Another method is that the memory management routines could maintain a separate database that records the sizes of all the allocations currently outstanding. When free is called, it looks up its argument in this database to see what the size is.

Another method could be that all memory in some known region is allocated in blocks of a fixed size, say 16 bytes each. (Other regions might be used for different sizes.) So when free is called with an address that is inside this known region, it knows the size is 16 bytes.

if I have a pointer to "ints" struct as seen below and I cast it to void and back does that mean I'm not allowed to free it anymore?

Converting a pointer to a different type does not change the memory it points to. When you pass a pointer to free, it is converted back to void * (because free is declared as void free(void *). As long as free receives the same address that was returned by malloc (or one of the other allocation routines), it will work.

Answer 3

I'm not allowed to free it anymore?

Yes you are allowed to free it. In fact you must (eventually) free it in order to avoid a memory leak.

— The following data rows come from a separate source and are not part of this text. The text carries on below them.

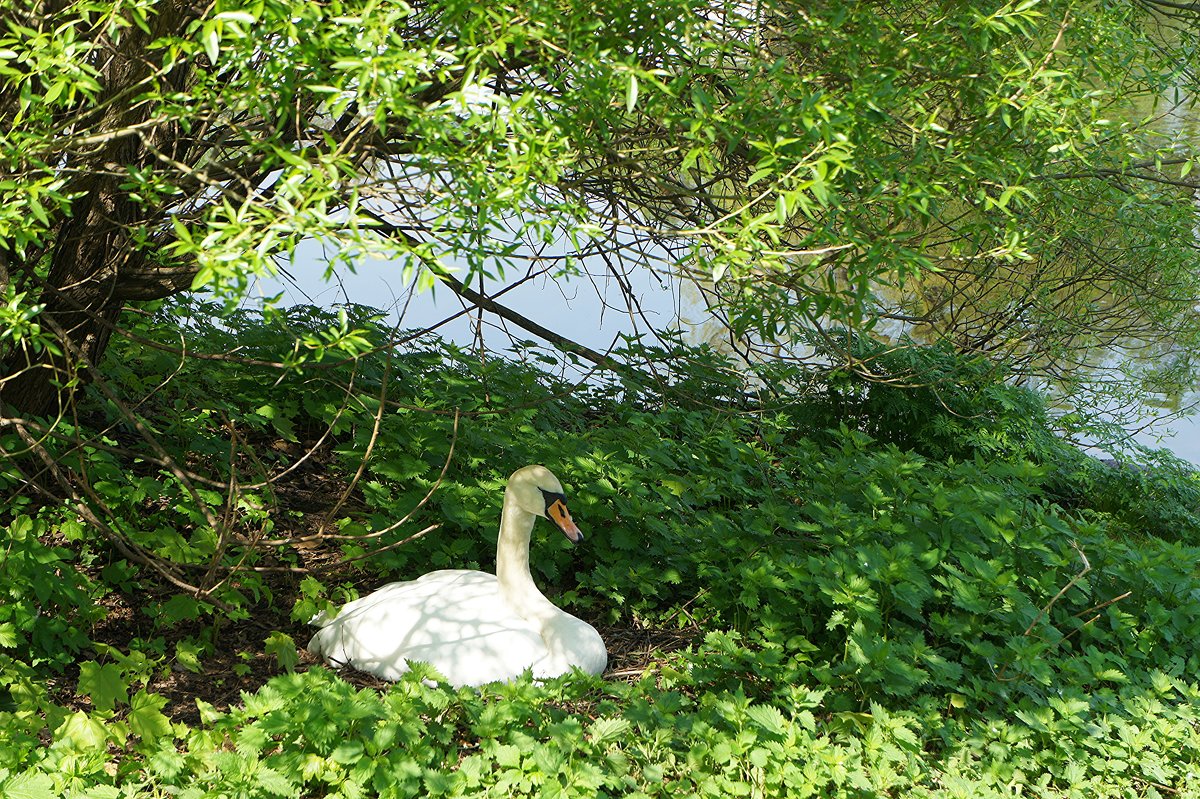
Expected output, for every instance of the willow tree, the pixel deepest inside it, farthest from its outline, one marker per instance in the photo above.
(989, 174)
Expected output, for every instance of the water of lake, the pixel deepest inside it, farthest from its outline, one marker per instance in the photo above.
(592, 311)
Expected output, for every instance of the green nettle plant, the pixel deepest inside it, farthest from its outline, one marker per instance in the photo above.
(827, 613)
(857, 562)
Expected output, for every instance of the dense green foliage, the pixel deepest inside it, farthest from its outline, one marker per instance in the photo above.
(886, 590)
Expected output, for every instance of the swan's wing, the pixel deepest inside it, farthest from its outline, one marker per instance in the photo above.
(455, 620)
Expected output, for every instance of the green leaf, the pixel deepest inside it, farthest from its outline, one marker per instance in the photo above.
(9, 635)
(105, 684)
(147, 719)
(30, 785)
(282, 646)
(82, 732)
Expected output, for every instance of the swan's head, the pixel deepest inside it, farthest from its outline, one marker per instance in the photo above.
(535, 490)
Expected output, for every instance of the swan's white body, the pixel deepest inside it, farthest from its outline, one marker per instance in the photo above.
(472, 626)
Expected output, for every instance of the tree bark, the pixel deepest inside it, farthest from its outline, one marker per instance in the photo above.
(91, 264)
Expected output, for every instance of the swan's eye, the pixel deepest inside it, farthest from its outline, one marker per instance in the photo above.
(552, 497)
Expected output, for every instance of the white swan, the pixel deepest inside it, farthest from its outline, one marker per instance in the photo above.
(472, 626)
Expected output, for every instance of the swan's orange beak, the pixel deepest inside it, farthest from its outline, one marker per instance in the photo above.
(562, 518)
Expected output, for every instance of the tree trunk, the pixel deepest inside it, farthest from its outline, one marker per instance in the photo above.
(93, 265)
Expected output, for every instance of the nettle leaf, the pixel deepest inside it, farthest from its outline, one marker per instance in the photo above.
(147, 719)
(29, 785)
(282, 646)
(105, 684)
(769, 718)
(81, 732)
(605, 730)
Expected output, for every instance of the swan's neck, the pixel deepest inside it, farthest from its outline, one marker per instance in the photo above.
(513, 562)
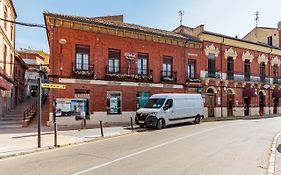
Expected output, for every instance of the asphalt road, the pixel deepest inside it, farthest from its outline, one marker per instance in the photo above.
(214, 148)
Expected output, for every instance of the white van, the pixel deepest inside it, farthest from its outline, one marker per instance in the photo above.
(165, 109)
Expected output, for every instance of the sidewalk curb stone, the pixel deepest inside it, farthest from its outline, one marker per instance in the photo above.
(34, 150)
(271, 162)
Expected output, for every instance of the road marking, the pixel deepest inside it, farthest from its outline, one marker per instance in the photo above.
(151, 148)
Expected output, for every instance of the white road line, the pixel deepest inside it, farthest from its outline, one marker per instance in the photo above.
(149, 149)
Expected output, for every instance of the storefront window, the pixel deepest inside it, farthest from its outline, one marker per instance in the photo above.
(114, 103)
(142, 99)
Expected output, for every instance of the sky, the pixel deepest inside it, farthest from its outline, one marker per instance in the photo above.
(228, 17)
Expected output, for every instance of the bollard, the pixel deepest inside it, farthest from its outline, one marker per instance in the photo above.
(56, 134)
(132, 125)
(101, 129)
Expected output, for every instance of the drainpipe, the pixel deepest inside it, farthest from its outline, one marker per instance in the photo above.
(185, 63)
(221, 75)
(269, 94)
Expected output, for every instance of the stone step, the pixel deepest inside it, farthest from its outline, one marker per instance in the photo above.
(10, 118)
(10, 122)
(10, 126)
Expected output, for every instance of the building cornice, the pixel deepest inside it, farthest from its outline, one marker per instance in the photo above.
(66, 23)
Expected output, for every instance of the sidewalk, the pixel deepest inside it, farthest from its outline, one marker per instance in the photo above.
(278, 158)
(24, 140)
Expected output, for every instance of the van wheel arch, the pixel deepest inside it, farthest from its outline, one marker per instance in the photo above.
(160, 124)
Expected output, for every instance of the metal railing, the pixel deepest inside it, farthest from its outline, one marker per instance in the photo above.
(169, 76)
(83, 70)
(118, 73)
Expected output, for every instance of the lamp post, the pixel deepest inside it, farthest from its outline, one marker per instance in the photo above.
(61, 42)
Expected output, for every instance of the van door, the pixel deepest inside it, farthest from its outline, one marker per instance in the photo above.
(169, 111)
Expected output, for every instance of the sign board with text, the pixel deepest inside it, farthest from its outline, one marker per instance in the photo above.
(53, 86)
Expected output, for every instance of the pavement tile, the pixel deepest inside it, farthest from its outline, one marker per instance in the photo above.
(278, 158)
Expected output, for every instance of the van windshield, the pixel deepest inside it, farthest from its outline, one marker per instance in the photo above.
(154, 103)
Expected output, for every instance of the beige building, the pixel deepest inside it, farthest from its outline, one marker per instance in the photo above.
(7, 53)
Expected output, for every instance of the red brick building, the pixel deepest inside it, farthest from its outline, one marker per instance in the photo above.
(19, 80)
(239, 77)
(110, 68)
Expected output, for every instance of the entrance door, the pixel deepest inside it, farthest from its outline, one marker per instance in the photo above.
(230, 102)
(246, 105)
(210, 97)
(275, 105)
(261, 102)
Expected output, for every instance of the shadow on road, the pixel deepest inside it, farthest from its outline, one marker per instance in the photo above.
(279, 148)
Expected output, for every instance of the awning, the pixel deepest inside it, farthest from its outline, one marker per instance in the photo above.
(250, 92)
(276, 93)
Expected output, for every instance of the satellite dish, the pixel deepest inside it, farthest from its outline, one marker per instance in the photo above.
(279, 25)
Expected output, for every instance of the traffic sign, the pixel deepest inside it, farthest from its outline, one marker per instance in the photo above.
(53, 86)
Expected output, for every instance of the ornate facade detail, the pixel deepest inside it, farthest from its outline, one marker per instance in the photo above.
(230, 53)
(247, 56)
(275, 61)
(262, 58)
(211, 49)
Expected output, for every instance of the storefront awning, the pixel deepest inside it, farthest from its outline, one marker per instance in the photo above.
(276, 93)
(250, 92)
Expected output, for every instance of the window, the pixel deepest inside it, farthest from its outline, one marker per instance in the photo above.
(142, 64)
(262, 72)
(211, 65)
(114, 60)
(82, 58)
(230, 68)
(5, 58)
(142, 99)
(191, 69)
(167, 67)
(269, 40)
(247, 68)
(114, 103)
(169, 104)
(275, 73)
(5, 17)
(12, 32)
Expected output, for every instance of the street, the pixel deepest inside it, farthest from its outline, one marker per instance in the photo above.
(212, 148)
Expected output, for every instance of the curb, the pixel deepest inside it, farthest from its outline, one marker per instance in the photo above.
(271, 162)
(36, 150)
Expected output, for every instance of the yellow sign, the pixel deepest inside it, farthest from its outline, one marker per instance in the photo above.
(53, 86)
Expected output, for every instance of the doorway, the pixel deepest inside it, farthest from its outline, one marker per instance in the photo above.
(246, 105)
(275, 105)
(261, 102)
(210, 102)
(230, 103)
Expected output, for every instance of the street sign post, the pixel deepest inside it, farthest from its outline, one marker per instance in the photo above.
(53, 86)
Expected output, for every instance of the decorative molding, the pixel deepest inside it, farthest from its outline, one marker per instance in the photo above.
(262, 58)
(230, 53)
(276, 61)
(247, 56)
(211, 49)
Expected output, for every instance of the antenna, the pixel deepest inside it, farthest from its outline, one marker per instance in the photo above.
(257, 18)
(181, 13)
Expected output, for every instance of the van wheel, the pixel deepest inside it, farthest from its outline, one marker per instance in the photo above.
(160, 124)
(197, 119)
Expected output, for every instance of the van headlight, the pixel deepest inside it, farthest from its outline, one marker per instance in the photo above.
(153, 113)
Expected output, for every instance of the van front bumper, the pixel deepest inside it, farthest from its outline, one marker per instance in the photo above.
(150, 121)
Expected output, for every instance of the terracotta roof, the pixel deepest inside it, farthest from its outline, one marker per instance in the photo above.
(122, 25)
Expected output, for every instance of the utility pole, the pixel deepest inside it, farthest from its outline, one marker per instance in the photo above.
(257, 18)
(181, 13)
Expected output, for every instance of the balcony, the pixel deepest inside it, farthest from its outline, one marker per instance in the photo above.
(137, 75)
(84, 71)
(169, 76)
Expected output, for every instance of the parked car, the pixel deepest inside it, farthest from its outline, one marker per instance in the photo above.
(166, 109)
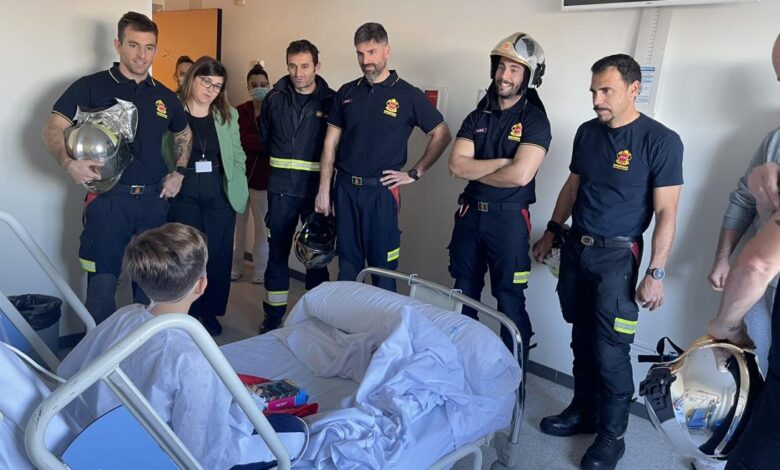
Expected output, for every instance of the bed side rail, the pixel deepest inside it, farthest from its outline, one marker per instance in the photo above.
(456, 296)
(106, 368)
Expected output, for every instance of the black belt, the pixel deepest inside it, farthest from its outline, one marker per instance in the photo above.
(486, 206)
(362, 180)
(135, 190)
(605, 242)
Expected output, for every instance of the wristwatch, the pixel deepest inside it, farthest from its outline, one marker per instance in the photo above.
(657, 273)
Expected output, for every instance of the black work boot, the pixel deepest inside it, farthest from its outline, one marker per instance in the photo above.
(570, 422)
(609, 445)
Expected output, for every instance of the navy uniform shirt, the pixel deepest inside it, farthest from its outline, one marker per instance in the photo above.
(618, 170)
(498, 134)
(158, 110)
(376, 121)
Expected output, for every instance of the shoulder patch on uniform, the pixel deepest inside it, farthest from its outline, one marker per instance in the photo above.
(516, 132)
(162, 110)
(391, 107)
(622, 160)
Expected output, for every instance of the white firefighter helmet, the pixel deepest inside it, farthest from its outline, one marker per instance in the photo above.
(521, 48)
(701, 400)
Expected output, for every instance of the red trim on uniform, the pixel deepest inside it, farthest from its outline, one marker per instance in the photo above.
(396, 192)
(87, 201)
(527, 217)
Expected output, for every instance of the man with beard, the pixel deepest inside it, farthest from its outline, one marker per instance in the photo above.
(498, 150)
(625, 167)
(368, 129)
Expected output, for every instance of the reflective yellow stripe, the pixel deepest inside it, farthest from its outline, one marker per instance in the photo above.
(521, 277)
(393, 255)
(292, 164)
(625, 326)
(87, 265)
(276, 298)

free does not care about the type the pointer points to - it accepts a void*.
And any object pointer can be converted to void*.
Therefore you can simply call free on the pointer (casted or not).

How does free keep track of the allocation sizes?

This is done internally by the runtime library (based on the address of the block) and does not depend on the type.

A side note:
You should not cast the result of malloc - see here: Should I cast the result of malloc (in C)?.